Emotionally preparing for leaving was probably the hardest thing. It was a concrete reminder that privilege is not ever something you can talk away. At our going away party I spent a lot of time talking to Ariel, who is a professor of English, but must bake and sell sweets on the street in order to make a living. Here I was, part of a group of twenty American college students, all getting ready to head back to the United States. I was thinking about Maine and New York, one a place many Cubans don’t know exists and another a place that many think about but will never be able to see. When we talk about the mobility privilege (be it class, race, gender, or any other, in any combination) bestows on those who have it I often think about it in terms of abstract movement- social and economic. But here in Cuba (as in the United States, but being in Cuba put it into sharp relief) there is also the ability to move physically. That is, as American college students, we could go there and we could leave. It felt insulting just to think, “When I go back to the US I will…” And yet it was a truth that was unalterable.

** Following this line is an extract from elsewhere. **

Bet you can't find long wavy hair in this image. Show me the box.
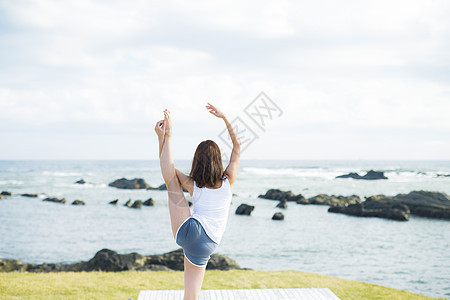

Is it only because I see it from the outside, as a tourist, that I see Havana as beautiful? That I can see the daily sufferings, struggles and turmoil that it encompasses as part of its “personality” because I look with the eyes of a foreigner? How does this reflect on the daily struggles and suffering I look upon in NYC, where I am not a local, but I am not a foreigner either. Step off of Calle Obispo in Habana Vieja, onto the streets of either side of it and the restored buildings and cheery facades immediately give away to the everyday life of a very old and very poor city. Laundry hanging out of windows, trash, stray dogs and mud puddles everywhere, bicycles and cars making their way slowly down it, avoiding potholes and small children in their red and white school uniforms.

Because this is a place where our professor tells us that everyone, be they mechanics, clerks, nurses or professors, must do extra work on the side to get their needs met. This is a country of dual currencies, the peso and the dollar where access to the dollar determines your standard of living. And so it is clearly a class based society, but I don’t think that any of us expected that it wasn’t. What I didn’t realize was that the dollar dominates the economy and creates at best, contradictions, and at worst, a kind of apartheid system which strictly enforces separation between Cubans and tourists. This system is enforced in other ways too, for example, it is absolutely forbidden for foreigners to bring Cubans to their hotel rooms. While, on a trip like ours, with a bunch of young women from the United States running around, some of which might not have the best judgment, this makes sense. However, for example, our R.A. Stephanie is dating a Cuban, and he was not allowed to come up to her room, which I imagine put a lot of strain on their relationship. It is a system where Cubans are forbidden to enter certain spaces, such as hotels, some clubs and restaurants by law. From a few of the people I met the expressed an overwhelming sense of frustration, especially because they feel they must suffer and give up so much for their country, to not have access to much of it is a great injustice.